İnsanı gördüklerinden ibaret sayma, göremediklerinde ara. 

İçidir hakikatin resmi, dışı sadece manzara. (Mevlana) Düşünebilen, deneyimleyebilen, yorumlayabilen, tahkikatçi, istintâk sahibi, tüm yaratılmışlara anlam ve amaç yükleyebilen, rasyonelleği ve dehasıyla her şeyin bilincinde, kutsal varoluşunun farkında ve fakat zat-ı âli -kadr'ini bilemeyecek kadar nankörlüğünde; Dünya ve dünyaya müteallik her şeye teakkud hali, sonsuzluğa malik olmaya ve nüfuz etmeye çalışan hırs ateşinin  girdabında inhisar eyleyen, kendi inzibatını ve otoritesini sağlamaya çalışan ve kurduğu sistemi yürütmek adına her yola basvurabilen,önce geldiği yeri yadırgayıp,sonra bulunduğu yere peyda ederek ünsiyet etmiş,yaratılmışlar içerisinde "nisyanın" ve ünsiyetin  bas rolünü üstlenmiş; Aktar-ı arz'a yerleşerek aitlik hissinin en dibine vurabilen, nihayetsiz emelleri söz konusu olduğunda her türlü galebe çalabilen, iktiza ederse ruhunu da karanlık mahsenlere kapatıp, taa'ddi cübbesini üzerine geçirip, nefsini iktidarın tahtına oturtarak baş zalame olabilen insan!!! Saltanatın ve iktidarın geçici. 

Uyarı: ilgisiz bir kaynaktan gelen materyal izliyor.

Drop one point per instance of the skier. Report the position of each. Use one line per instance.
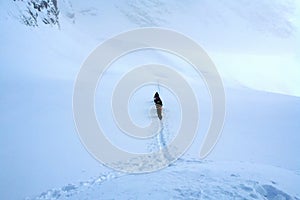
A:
(158, 104)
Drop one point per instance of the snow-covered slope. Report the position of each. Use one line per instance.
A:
(254, 46)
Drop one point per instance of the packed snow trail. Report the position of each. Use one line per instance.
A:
(188, 179)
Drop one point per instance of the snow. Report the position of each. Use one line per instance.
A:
(255, 47)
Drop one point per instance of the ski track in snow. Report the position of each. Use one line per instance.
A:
(185, 179)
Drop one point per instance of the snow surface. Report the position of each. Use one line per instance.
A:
(255, 46)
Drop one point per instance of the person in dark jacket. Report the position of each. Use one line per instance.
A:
(158, 104)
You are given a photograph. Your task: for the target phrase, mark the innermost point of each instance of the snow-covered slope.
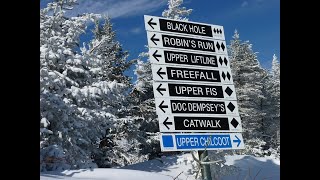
(174, 167)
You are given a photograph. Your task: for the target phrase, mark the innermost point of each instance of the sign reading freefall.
(176, 73)
(193, 85)
(201, 141)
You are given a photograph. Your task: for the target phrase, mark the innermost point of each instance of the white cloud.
(244, 4)
(116, 8)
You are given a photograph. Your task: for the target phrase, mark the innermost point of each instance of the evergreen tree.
(82, 93)
(249, 80)
(65, 137)
(143, 104)
(273, 86)
(120, 145)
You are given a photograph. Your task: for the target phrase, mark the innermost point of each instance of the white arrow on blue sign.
(201, 141)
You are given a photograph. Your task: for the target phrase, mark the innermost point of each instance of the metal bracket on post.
(204, 164)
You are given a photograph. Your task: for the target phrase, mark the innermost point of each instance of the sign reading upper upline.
(193, 85)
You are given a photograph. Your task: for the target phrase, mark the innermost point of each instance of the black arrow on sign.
(161, 106)
(166, 123)
(159, 89)
(155, 55)
(151, 23)
(154, 39)
(159, 73)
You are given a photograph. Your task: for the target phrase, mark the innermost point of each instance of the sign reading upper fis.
(193, 85)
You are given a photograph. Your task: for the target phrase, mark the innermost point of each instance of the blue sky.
(256, 20)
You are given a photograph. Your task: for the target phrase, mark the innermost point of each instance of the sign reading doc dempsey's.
(166, 90)
(201, 141)
(158, 40)
(199, 123)
(170, 106)
(161, 56)
(174, 73)
(153, 23)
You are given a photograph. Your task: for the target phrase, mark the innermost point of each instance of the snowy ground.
(169, 168)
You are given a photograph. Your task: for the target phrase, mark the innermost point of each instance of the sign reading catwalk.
(194, 94)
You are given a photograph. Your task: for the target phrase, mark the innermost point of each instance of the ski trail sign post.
(193, 87)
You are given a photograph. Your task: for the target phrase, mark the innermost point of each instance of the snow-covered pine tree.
(64, 141)
(143, 106)
(78, 106)
(249, 80)
(273, 92)
(120, 145)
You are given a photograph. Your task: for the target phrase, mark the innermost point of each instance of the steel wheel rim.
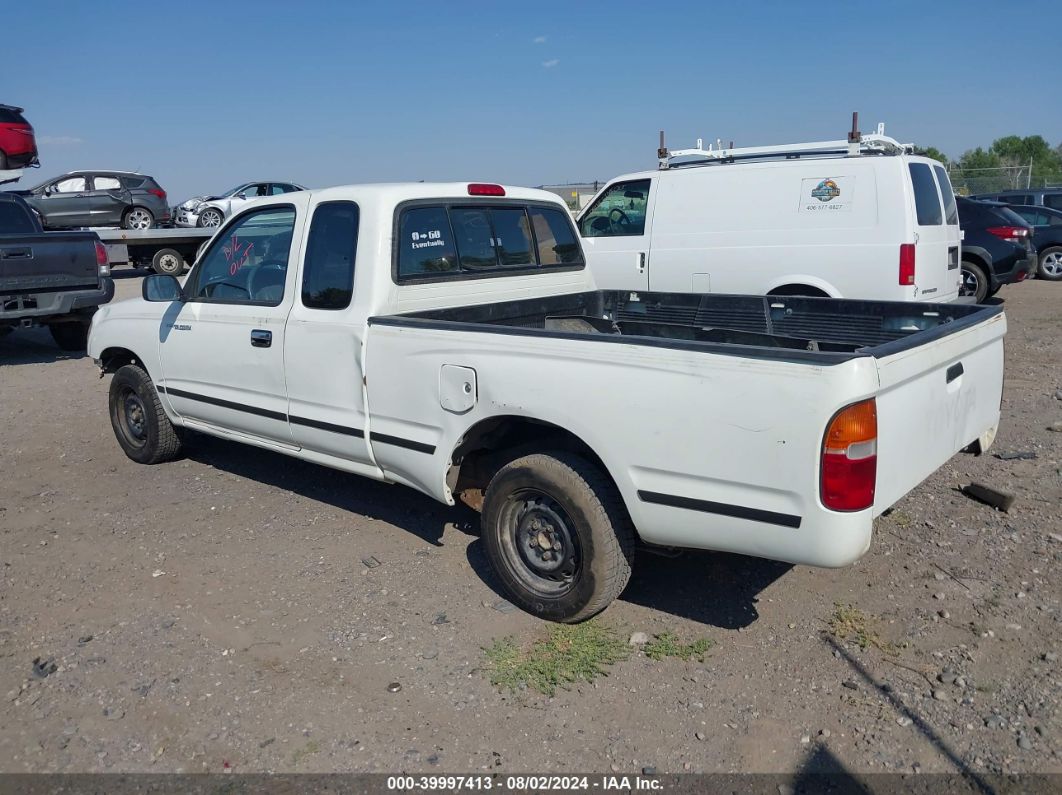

Kitabı mukaddeste insanın zalim yönünü  ifade eden ayetleri incelediğimizde,yerlerin ve göklerin içinde bulunan her şeye egemen olabilecek kabiliyet,istidat ve yeteneğe haiz olmasına mukabil,bunca nimetleri gafilane ve zulmederek istifade etmesi zalimligini gösterir. Oysa üstün bir gaye için yaratılmıştır. 

"Hoşça bak zatına kim zübde-i alemsin sen,
Merdüm-i dide-i ekvan olan ademsin sen.
(Şeyh galip) 
Kendine dikkatlice bir bak; sen alemin özüsün,
Sen varlıkların göz bebeği olan insansın.